To achieve 3D printing scaffolds for bone tissue repairing, suitable consumables are the prerequisite requirement. However, though various bone repair scaffolds were prepared, there were few clinical applications owing to their poor mechanical performances and limited osteogenic activity. In this study, a novel 3D printing composite consumable consisting of poly (l-lactide) (PLLA) matrix, surface grafted MgO whiskers (gMgOs) and halloysite nanotubes (gHNTs) was developed. This design can fully combine the printability of PLLA, the excellent osteogenic activity of gMgOs and the outstanding reinforcement and toughening effect of gHNTs. Using such consumables, the porous gHNTs/gMgOs/PLLA composite scaffolds with large and small pores and honeycomb structure were further fabricated by 3D printing. The synergetic presence of gMgOs and gHNTs can endow the as-prepared composite scaffolds with obviously enhanced hydrophilicity, tensile and compressive properties, as well as cell affinity and osteogenic activity. Moreover, gMgOs and gHNTs play different roles in improving the performance of the composite scaffold. The gHNTs can effectively improve the mechanical properties of the scaffolds, while the gMgOs were more beneficial to mouse embryo osteoblast precursor (MC3T3-E1) cells adhesion, proliferation, migration and secretion of ALP activity and calcium depositions on the scaffolds.

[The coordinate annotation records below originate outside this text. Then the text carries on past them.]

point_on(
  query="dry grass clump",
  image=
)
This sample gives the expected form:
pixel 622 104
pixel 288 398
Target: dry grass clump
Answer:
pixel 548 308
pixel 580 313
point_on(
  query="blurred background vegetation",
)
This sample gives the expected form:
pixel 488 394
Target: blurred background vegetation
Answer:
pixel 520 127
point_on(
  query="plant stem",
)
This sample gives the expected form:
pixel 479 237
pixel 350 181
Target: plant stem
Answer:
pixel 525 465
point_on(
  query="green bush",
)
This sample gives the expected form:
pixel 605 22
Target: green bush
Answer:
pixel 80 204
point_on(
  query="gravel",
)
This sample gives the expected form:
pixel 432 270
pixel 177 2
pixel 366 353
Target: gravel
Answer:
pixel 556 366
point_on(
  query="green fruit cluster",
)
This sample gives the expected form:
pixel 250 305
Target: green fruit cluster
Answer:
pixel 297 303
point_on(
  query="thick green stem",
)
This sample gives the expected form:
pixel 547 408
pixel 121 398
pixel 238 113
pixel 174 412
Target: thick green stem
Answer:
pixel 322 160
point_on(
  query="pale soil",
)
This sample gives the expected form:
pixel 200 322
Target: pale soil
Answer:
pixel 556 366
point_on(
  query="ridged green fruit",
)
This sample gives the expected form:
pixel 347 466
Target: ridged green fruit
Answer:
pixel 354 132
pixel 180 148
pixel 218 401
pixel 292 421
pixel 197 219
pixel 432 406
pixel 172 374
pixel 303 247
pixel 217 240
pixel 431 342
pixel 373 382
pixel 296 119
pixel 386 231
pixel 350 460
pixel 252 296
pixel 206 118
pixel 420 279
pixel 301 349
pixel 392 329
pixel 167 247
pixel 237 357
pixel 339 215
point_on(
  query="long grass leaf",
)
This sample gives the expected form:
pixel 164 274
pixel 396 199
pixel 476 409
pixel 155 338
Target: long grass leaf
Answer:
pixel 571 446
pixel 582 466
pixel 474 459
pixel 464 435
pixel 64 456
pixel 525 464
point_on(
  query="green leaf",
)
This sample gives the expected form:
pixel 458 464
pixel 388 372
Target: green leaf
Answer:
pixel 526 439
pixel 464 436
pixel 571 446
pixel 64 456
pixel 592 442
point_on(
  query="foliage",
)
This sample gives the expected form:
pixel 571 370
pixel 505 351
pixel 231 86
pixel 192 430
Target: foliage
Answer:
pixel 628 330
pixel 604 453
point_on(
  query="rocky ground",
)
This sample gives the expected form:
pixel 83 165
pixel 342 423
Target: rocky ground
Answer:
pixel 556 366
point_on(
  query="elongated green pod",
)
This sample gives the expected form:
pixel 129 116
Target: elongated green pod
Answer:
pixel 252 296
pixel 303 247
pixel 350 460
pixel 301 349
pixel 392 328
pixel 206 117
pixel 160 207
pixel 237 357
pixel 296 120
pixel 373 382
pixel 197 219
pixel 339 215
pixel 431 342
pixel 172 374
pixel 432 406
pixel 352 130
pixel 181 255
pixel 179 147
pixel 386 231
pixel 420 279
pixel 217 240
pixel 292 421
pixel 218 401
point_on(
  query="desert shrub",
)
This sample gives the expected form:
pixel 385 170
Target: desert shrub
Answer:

为了获得用于骨组织修复的3D打印支架，先决条件是需要合适的消耗品。然而，尽管制备了各种骨修复支架，但是由于它们的机械性能差和成骨活性有限，因此很少有临床应用。在这项研究中，开发了一种新型3D打印复合材料，该复合材料由聚（l-丙交酯）（PLLA）基质，表面接枝的MgO晶须（g MgOs）和埃洛石纳米管（g HNTs）组成。这样的设计可以充分结合PLLA，的优秀成骨活性的印刷适性摹MgOs和优秀的增强增韧效果摹HNTS。使用此类耗材，多孔g HNT /通过3D打印进一步制造了具有大孔和小孔以及蜂窝状结构的g MgOs / PLLA复合支架。g MgOs和g HNTs的协同存在可以使所制备的复合支架具有明显增强的亲水性，拉伸和压缩特性，以及细胞亲和力和成骨活性。此外，克MgOs和克HNTS在提高复合支架的性能扮演不同的角色。所述克HNTS能有效地提高支架的机械性能，而克MgOs对小鼠胚胎成骨细胞前体（MC3T3-E1）细胞粘附，ALP活性的增殖，迁移和分泌以及钙在支架上的沉积更有利。